Scientists are humans, subject to temptations to cut corners or to gain an advantage over the competition, and even people with lots of scientific talent sometimes display bad judgment. But if we're serious about getting the scientific job done, we need to try to be better than that.
As an up-and-coming scientist, if I knew that a "successful" scientist at my University had consciously cheated to get there, I would not consider that person a success, especially not a success in science. It's about getting closer to the truth, not about having the longest CV.
We're assuming that the acting student was incapable of modifying how they said "I solved everything" in a subtly more or less obnoxious fashion depending on what sweatshirt they were wearing. Maybe the actor wanted the researchers to come to the conclusion that Carnegie Mellon students were snobs.
It is my belief that cheaters start early and get better with time. The longer they succeed with their cheating without being caught, the more confident they become and are willing to take bigger risks. They will do everything in their power to hide their cheating and will deny ever cheating if caught.
I agree in 100%.
It is important to realize that these CMU students were not bad people -- they were just people and they learned from their social environment was the appropriate behavior in this case.
The same would go with all kinds of things in science -- such as not reporting "failed" experiments, ignoring observations, etc.
This sounds like by experimental design. What was the test hypothesis? Is the sweatshirt variable acting as a confounding variable? What kind of cheating is going on: repaying money or finishing the exam? The actor stated "I solved everything" which does not mean s/he got correctly solved every problem although it may imply as such. The experimenter said it was impossible (on average) to complete the exam.
Actually, this is a simple bit of social psychology that has been repeated many, many times over. We obey two masters -- ethics and social norms and the latter is much stronger. People, more often than not, adjust their behavior to what they determine to be normal. We happen to be very, very bad about determining what actually is normal and therefore a few anecdotes about an extreme will lead us to think that the extreme is normal and as a result, the norm shifts.

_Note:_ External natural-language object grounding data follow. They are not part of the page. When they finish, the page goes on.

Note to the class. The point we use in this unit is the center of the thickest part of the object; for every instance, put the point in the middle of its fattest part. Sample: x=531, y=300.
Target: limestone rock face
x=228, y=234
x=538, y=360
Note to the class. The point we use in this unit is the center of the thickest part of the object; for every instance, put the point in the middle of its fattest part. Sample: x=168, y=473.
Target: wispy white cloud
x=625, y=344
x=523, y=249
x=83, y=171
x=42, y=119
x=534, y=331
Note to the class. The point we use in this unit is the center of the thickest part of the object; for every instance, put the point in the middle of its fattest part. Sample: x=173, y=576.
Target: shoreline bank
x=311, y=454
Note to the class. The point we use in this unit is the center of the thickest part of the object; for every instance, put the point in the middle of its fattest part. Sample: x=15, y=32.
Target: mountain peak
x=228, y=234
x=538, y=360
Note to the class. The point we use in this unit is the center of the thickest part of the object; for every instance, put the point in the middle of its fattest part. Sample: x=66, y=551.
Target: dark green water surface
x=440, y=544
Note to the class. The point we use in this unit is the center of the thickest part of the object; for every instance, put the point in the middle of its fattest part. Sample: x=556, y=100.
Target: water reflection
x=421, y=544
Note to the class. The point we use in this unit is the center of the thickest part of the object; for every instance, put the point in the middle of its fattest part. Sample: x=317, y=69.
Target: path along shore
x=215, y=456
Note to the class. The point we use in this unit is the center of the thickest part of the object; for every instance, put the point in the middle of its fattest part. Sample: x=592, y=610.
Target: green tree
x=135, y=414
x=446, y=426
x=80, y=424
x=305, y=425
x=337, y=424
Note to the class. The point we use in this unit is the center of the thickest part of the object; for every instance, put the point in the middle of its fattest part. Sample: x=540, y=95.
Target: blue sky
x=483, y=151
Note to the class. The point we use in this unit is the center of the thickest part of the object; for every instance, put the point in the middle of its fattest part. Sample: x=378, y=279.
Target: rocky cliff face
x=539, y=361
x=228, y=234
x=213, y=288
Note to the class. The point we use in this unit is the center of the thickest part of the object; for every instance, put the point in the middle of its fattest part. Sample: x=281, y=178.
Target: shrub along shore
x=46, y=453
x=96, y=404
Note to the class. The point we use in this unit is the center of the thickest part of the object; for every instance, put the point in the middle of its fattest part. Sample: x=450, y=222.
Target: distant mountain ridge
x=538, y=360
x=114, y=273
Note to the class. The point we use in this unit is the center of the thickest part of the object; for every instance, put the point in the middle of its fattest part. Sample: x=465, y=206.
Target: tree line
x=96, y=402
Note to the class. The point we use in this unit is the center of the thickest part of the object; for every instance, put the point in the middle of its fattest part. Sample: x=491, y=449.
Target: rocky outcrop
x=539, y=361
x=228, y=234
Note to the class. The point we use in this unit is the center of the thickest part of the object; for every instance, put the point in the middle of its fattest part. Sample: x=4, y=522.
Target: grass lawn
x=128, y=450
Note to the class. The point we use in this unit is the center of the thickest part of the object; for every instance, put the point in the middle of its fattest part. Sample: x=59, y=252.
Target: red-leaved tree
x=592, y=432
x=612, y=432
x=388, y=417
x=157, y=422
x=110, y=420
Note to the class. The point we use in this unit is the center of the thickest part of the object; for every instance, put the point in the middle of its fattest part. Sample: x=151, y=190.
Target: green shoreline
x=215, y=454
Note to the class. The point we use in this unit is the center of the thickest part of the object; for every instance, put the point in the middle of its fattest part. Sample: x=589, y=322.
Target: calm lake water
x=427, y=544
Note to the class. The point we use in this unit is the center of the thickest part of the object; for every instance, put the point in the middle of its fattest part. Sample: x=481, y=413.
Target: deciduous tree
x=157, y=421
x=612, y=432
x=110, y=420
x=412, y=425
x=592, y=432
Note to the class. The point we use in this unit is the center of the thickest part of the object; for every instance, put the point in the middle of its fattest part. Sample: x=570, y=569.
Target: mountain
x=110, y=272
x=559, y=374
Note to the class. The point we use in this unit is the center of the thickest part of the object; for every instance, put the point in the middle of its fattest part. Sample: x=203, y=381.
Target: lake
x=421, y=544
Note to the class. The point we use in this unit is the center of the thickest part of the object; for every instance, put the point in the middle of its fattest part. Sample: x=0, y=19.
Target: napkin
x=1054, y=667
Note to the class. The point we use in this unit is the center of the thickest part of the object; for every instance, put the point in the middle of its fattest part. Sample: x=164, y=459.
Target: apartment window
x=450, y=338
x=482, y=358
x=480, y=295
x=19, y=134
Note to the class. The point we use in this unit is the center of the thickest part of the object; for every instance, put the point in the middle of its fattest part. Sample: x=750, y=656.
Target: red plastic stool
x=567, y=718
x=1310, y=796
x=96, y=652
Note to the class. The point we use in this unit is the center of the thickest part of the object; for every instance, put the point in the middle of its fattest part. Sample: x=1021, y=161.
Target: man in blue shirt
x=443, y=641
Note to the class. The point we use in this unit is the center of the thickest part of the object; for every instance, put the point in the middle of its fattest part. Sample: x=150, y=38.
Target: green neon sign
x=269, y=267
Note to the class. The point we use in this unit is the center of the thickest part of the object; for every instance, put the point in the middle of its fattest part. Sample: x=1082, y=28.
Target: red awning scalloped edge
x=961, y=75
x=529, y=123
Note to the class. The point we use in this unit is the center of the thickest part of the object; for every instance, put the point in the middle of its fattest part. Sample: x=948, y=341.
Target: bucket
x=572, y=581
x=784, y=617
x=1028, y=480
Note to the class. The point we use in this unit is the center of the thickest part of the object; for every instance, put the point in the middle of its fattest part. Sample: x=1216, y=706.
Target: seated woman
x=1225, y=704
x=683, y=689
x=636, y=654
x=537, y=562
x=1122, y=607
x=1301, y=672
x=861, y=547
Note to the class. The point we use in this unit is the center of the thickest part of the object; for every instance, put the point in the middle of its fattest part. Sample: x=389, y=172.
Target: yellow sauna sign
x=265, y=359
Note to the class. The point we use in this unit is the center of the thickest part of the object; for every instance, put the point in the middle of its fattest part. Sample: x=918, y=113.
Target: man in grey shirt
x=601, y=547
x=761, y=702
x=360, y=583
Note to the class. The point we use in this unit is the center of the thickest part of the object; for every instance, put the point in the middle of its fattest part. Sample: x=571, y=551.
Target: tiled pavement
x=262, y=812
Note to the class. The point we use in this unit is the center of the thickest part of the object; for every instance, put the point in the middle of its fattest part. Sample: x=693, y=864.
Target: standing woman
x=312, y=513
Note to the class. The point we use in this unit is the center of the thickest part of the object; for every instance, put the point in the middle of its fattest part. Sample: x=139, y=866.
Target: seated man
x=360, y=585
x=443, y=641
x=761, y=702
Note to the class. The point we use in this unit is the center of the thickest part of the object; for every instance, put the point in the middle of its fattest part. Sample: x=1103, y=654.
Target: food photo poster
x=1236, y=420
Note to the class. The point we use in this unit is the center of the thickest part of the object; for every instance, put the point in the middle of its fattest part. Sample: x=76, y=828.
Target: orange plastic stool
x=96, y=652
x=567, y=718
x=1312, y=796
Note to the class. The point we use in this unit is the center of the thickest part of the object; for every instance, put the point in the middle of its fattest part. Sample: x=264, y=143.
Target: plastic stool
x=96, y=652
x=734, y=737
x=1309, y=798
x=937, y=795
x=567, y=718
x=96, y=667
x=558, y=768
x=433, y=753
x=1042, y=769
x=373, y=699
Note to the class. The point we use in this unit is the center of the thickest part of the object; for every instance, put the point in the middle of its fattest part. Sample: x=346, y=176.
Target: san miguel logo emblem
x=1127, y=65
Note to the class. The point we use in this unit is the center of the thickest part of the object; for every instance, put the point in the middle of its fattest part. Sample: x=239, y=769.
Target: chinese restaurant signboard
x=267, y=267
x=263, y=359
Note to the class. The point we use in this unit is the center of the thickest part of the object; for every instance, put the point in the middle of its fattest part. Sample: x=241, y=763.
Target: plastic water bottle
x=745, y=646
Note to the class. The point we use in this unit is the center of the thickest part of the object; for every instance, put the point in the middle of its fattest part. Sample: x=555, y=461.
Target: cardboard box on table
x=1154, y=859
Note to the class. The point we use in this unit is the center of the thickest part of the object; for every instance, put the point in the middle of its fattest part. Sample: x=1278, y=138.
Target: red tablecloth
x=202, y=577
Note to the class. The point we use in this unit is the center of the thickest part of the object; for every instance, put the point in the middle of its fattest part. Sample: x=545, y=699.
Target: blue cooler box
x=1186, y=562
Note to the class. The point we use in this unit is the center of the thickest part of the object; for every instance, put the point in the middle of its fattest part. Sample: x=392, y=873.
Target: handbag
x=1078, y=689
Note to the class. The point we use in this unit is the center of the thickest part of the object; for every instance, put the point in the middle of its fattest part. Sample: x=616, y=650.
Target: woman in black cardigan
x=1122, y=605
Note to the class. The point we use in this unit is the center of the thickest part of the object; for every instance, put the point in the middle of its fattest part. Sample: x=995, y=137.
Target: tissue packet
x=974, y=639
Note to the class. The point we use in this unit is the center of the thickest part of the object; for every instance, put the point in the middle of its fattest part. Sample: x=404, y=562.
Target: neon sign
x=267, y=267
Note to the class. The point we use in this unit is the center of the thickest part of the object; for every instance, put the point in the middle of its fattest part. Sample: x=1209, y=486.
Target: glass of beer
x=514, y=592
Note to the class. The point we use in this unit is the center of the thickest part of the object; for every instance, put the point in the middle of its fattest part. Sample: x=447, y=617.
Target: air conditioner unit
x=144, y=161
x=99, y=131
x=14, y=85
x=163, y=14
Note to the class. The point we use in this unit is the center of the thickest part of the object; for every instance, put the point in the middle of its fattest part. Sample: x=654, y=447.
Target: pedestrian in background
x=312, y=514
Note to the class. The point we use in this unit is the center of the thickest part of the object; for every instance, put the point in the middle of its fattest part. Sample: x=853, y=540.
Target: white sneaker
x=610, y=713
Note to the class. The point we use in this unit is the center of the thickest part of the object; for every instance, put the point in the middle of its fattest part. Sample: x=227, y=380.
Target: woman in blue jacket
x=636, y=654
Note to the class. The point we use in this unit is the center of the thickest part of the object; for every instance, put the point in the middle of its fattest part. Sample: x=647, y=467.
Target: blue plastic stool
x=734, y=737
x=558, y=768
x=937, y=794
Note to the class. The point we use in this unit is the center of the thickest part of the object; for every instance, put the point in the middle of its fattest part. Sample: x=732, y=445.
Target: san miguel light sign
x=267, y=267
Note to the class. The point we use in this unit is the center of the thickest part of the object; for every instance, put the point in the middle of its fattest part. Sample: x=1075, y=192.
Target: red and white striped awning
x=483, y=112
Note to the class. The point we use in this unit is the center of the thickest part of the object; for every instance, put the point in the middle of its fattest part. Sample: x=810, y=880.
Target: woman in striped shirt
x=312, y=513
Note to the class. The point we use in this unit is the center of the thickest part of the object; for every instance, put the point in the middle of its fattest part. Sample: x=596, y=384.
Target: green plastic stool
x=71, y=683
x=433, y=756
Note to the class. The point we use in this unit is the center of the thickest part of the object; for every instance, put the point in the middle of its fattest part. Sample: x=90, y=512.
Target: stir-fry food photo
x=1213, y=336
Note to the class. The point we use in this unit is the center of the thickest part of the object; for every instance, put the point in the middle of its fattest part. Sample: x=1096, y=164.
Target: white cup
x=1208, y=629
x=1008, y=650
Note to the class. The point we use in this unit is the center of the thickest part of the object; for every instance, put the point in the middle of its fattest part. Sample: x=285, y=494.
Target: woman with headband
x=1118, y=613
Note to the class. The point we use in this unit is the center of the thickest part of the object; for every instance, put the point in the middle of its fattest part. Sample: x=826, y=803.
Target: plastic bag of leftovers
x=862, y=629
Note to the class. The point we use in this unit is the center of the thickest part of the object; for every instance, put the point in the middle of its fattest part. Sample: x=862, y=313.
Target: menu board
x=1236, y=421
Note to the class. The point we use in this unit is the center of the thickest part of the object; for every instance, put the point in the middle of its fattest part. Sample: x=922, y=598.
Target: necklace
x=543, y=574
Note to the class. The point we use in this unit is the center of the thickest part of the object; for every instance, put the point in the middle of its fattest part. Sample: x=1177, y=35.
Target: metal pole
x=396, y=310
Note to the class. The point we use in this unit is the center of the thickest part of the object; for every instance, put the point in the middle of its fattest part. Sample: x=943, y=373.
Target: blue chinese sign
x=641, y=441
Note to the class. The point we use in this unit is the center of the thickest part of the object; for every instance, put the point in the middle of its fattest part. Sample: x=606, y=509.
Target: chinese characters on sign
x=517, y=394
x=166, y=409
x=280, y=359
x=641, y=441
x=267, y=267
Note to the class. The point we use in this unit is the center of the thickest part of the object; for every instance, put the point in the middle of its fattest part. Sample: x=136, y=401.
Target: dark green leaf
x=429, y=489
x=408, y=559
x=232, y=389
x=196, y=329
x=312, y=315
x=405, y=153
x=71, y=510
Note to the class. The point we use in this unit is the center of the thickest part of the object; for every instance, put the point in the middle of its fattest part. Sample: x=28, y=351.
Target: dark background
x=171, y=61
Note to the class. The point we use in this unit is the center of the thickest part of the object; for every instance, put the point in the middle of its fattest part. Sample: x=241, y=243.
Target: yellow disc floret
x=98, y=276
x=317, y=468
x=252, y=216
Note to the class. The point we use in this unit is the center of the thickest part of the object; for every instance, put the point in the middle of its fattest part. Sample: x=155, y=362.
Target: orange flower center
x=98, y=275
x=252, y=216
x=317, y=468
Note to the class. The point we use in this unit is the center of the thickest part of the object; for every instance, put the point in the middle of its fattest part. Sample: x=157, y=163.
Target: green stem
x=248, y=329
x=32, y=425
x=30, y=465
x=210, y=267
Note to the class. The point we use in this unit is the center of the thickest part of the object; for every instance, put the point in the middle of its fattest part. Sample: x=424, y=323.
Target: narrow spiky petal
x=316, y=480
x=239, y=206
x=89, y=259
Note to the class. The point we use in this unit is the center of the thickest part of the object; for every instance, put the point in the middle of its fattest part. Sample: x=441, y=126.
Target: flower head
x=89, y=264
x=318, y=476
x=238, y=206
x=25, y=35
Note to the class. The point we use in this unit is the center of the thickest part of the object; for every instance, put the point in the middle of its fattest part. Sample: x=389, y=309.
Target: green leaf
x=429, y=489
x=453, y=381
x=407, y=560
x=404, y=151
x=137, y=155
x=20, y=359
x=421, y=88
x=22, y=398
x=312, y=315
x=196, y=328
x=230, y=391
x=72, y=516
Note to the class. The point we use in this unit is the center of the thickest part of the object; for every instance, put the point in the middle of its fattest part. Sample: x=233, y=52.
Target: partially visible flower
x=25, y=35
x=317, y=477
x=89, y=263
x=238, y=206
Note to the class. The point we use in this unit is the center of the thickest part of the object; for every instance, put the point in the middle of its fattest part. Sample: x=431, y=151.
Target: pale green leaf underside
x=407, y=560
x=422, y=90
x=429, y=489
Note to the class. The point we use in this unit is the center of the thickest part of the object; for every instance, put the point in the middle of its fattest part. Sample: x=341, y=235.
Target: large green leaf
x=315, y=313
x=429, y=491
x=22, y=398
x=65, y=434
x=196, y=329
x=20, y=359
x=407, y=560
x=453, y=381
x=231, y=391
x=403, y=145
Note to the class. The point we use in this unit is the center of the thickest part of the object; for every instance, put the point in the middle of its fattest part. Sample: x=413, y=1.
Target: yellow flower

Universities have been using the same effect for a decade with posters proclaiming how much "normal" students drink. Students often believe the mean drinking rate to be significantly higher than it actually is and thereby adjust their own alcohol intake accordingly. When informed about the actual average, that average tends to fall because of the same sort of adjustment -- much more than any sort of preaching about the correlation between alcohol consumption and health or alcohol consumption and grades.
And, yes, anytime a philosopher of science sees the University of Pittsburgh denigrated as a "bad school" something must be said -- they don't call it the Cathedral of Learning for nothing.
Maybe "bad school" is a poor choice of words, but it is the competition, and presumably the test students want to perceived themselves as better than the competition.